Japan: Aufarbeitung und Aussöhnung

Wie die deutsche Auslandspfarrerin in Tokyo den 70. Jahrestag von Hiroshima erlebt

6. August 2015

Atombomben-Mahnmal in Hiroshima
Eine Ruine erinnert als Mahnmal an den Bombenabwurf. (Foto: privat)

Am 6. und 9. August 1945 fielen Atombomben auf die japanischen Städte Hiroshima und Nagasaki. Das bis dahin Unvorstellbare geschah: Es war der allererste Einsatz von Atomwaffen überhaupt. Ziel war es, einen schrecklichen, langjährigen Krieg endlich zu beenden. Japan  sollte in die Knie gezwungen werden - und mit diesem furchtbaren Ereignis gelang es: Japans Kapitulation am 2. September beendete den 2. Weltkrieg auch in Asien, nachdem er  bereits im Mai in Europa mit der Kapitulation Deutschlands beendet wurde.

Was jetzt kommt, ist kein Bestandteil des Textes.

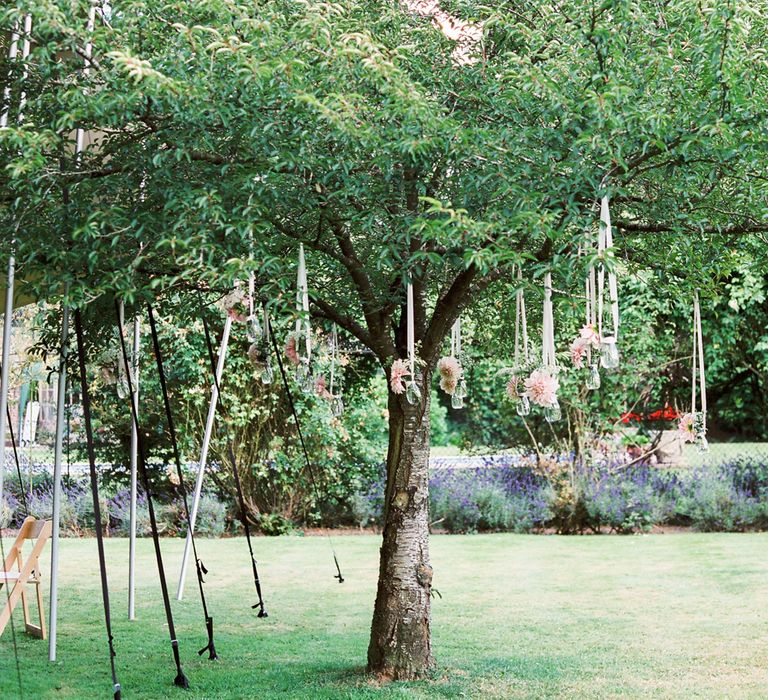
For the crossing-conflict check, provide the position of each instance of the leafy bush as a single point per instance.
(729, 498)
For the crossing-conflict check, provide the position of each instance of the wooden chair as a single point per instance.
(28, 573)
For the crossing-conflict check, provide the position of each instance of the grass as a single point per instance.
(665, 616)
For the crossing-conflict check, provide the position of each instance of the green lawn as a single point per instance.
(668, 616)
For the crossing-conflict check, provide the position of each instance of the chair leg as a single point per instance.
(34, 630)
(25, 606)
(40, 612)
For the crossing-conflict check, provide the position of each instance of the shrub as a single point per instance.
(730, 497)
(499, 498)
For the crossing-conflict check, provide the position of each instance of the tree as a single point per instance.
(229, 133)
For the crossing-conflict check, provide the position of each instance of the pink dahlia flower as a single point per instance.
(397, 374)
(541, 387)
(590, 335)
(448, 384)
(578, 351)
(449, 367)
(321, 389)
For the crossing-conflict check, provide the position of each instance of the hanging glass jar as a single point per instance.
(459, 394)
(552, 413)
(308, 383)
(609, 353)
(593, 378)
(302, 371)
(413, 393)
(253, 329)
(123, 389)
(523, 406)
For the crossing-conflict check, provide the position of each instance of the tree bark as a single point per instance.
(400, 646)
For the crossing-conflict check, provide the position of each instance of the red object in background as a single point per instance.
(628, 417)
(666, 413)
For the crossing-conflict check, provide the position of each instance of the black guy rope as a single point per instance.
(180, 680)
(199, 567)
(13, 626)
(95, 494)
(236, 474)
(18, 464)
(307, 460)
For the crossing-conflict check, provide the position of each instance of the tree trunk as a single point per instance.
(400, 647)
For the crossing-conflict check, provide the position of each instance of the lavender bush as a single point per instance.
(499, 498)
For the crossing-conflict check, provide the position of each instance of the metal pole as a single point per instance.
(61, 420)
(6, 354)
(8, 316)
(134, 369)
(204, 455)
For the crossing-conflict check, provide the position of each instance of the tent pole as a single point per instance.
(61, 420)
(8, 317)
(204, 454)
(134, 369)
(4, 374)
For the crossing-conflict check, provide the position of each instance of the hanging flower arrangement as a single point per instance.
(235, 304)
(693, 426)
(541, 387)
(686, 427)
(292, 348)
(450, 373)
(400, 370)
(588, 339)
(321, 388)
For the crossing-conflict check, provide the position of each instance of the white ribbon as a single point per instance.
(303, 324)
(80, 133)
(521, 321)
(548, 327)
(334, 355)
(410, 330)
(12, 53)
(698, 363)
(456, 338)
(605, 248)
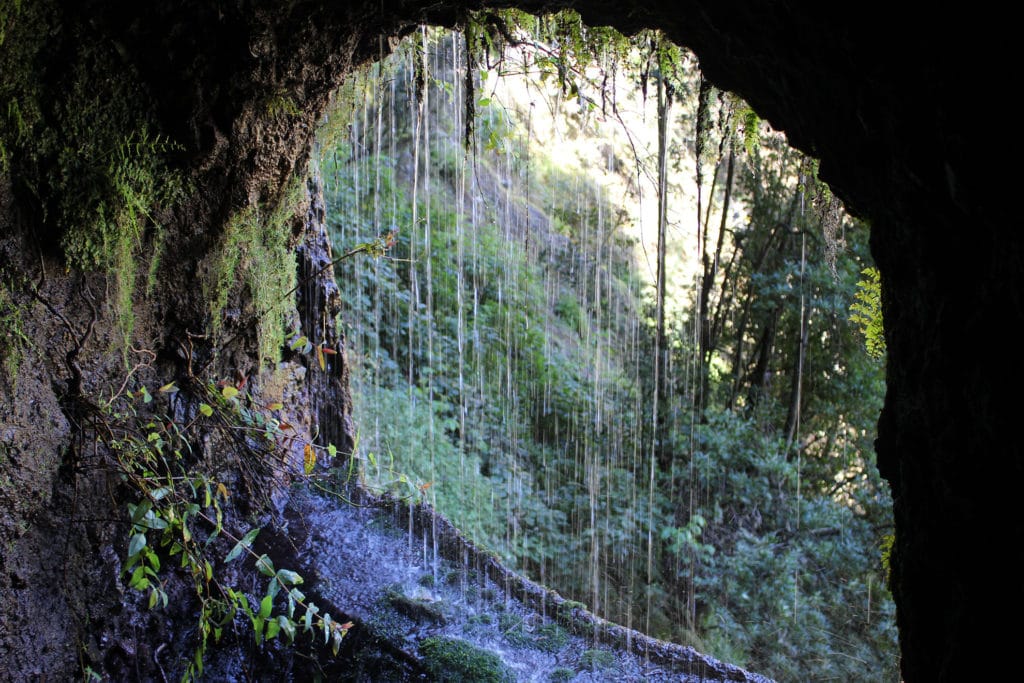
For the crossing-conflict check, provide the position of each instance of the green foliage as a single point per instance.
(14, 342)
(254, 262)
(451, 659)
(503, 364)
(865, 312)
(597, 660)
(85, 148)
(180, 521)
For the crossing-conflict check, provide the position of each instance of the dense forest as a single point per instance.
(613, 327)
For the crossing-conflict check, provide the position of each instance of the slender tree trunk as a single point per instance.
(662, 346)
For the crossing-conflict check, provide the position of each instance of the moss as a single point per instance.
(78, 136)
(13, 341)
(254, 262)
(416, 609)
(561, 675)
(451, 659)
(597, 659)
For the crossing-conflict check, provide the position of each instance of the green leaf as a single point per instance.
(265, 605)
(307, 621)
(244, 543)
(288, 626)
(289, 578)
(136, 544)
(272, 628)
(138, 511)
(265, 566)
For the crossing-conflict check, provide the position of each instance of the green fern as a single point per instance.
(866, 312)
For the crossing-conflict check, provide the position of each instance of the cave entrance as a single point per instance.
(600, 317)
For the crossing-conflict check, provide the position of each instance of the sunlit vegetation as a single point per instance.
(631, 373)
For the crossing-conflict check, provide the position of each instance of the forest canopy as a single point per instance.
(613, 327)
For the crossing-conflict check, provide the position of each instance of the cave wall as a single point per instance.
(900, 111)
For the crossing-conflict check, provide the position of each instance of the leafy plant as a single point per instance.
(866, 312)
(180, 515)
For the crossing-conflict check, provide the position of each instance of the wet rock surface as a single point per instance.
(406, 577)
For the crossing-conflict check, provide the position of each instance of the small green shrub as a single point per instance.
(454, 660)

Die Bomben hatten verheerende Auswirkungen: Über 90.000 Menschen starben sofort, weitere 130.000 bis Ende 1945, darunter hauptsächlich japanische Zivilisten, Kriegsgefangene und Zwangsarbeiter, die nach Japan verschleppt wurden. Weitere Opfer der sogenannten Spätschäden kommen hinzu, und bis heute leiden Menschen unter den Folgen der atomaren Verstrahlung.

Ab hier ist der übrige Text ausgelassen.